La question est la suivante: pourquoi les gens cherchent-ils de plus en plus à discuter avec une machine? Peut-être parce qu’elle est plus patiente qu’un certain nombre d’entre eux, qu’elle a toujours le temps et qu’elle ne juge pas. Mais cela montre aussi que les interactions sociales sont souvent marquées par des contraintes temporelles et des attentes. Si les modèles d’IA remplacent les vraies relations, nous sommes face à un problème. Il existe en outre déjà quelques cas extrêmes dans lesquels des outils d’IA ont poussé des personnes à quitter leur partenaire ou même à se suicider.

Pourquoi avons-nous cette tendance à humaniser les modèles linguistiques?
Parce qu’ils ont souvent l’air convaincants. Les modèles linguistiques sont des maîtres de la rhétorique, mais pas des gardiens de la vérité. L’IA n’a aucune idée de ce dont elle parle, mais c’est une machine qui arrive très bien à prédire des suites de mots. Elle travaille sur les probabilités statistiques des mots, pas sur leur sens. Et toute l’autorité qu’elle semble avoir pour nous, c’est nous qui la lui attribuons.

ChatGPT ignore les droits d’auteur et crée des variantes de ce qui existe déjà. Est-ce ainsi que l’on crée vraiment quelque chose de nouveau?
Oui et non. Les gens ont toujours tiré leur inspiration de quelque chose. Mais il y a une différence entre l’inspiration et la simple recombinaison. Une IA ne créera pas spontanément un style artistique entièrement nouveau. Les idées révolutionnaires exigent du courage, des ruptures et des erreurs. Et cela, seul l’être humain en est capable.

Certains prédisent que l’IA va «s’entre-dévorer». Qu’est-ce que cela signifie?
Si l’IA n’apprend plus qu’à partir de contenus générés par elle-même, une chambre d’écho se crée, une sorte d’inceste algorithmique. Dans la recherche, on appelle cela l’«oubli catastrophique» ou l’«effondrement du modèle». C’est tout de même rassurant de savoir que l’IA a besoin de nous, les êtres humains, pour continuer à apprendre avec des données originales au risque de s’effondrer.

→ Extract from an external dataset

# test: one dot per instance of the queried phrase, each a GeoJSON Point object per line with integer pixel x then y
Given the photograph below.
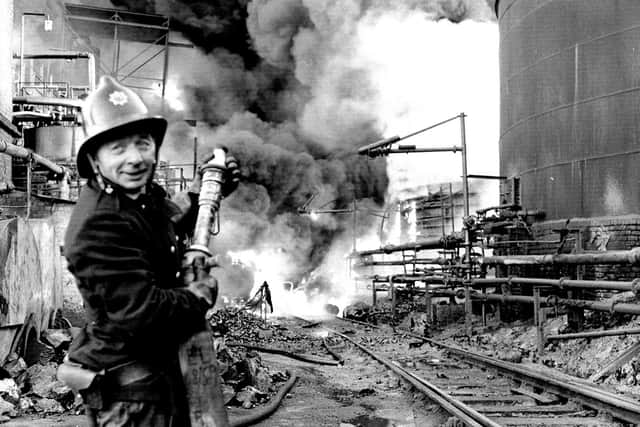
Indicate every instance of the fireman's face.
{"type": "Point", "coordinates": [128, 162]}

Vous écrivez que l’IA peut également conduire à une «privation de droits et à une déshumanisation». Pouvez-vous nous donner un exemple concret?
Il suffit de regarder les États-Unis en ce moment. Des millions d’employé-es du secteur public ont reçu un e-mail du Department of Government Efficiency, dirigé par Elon Musk. Ces personnes devaient y répondre dans les heures qui suivent pour justifier le maintien de leur emploi. Une IA évalue ensuite si elles peuvent rester ou si elles doivent être licenciées. C’est indigne et, vu l’état actuel de développement de l’IA, hautement discutable. Il y a de bonnes raisons pour lesquelles de nombreux systèmes juridiques, y compris en Suisse, stipulent que la dernière instance d’appel doit toujours être un être être humain.

Si vous pouviez participer à l’élaboration d’une législation mondiale sur l’IA, quelle serait la règle la plus importante que vous imposeriez?
Dans ce cas, je souhaiterais une règle globale disant que l’IA ne doit jamais décider de ce sur quoi l’IA peut décider. L’IA est un outil puissant. Nous modelons le monde à l’aide d’outils, mais ces derniers nous façonnent aussi. C’est pourquoi je souhaite que tout le monde s’intéresse vraiment à l’IA, afin de comprendre que c’est une technologie très puissante, mais que ce n’est qu’un outil.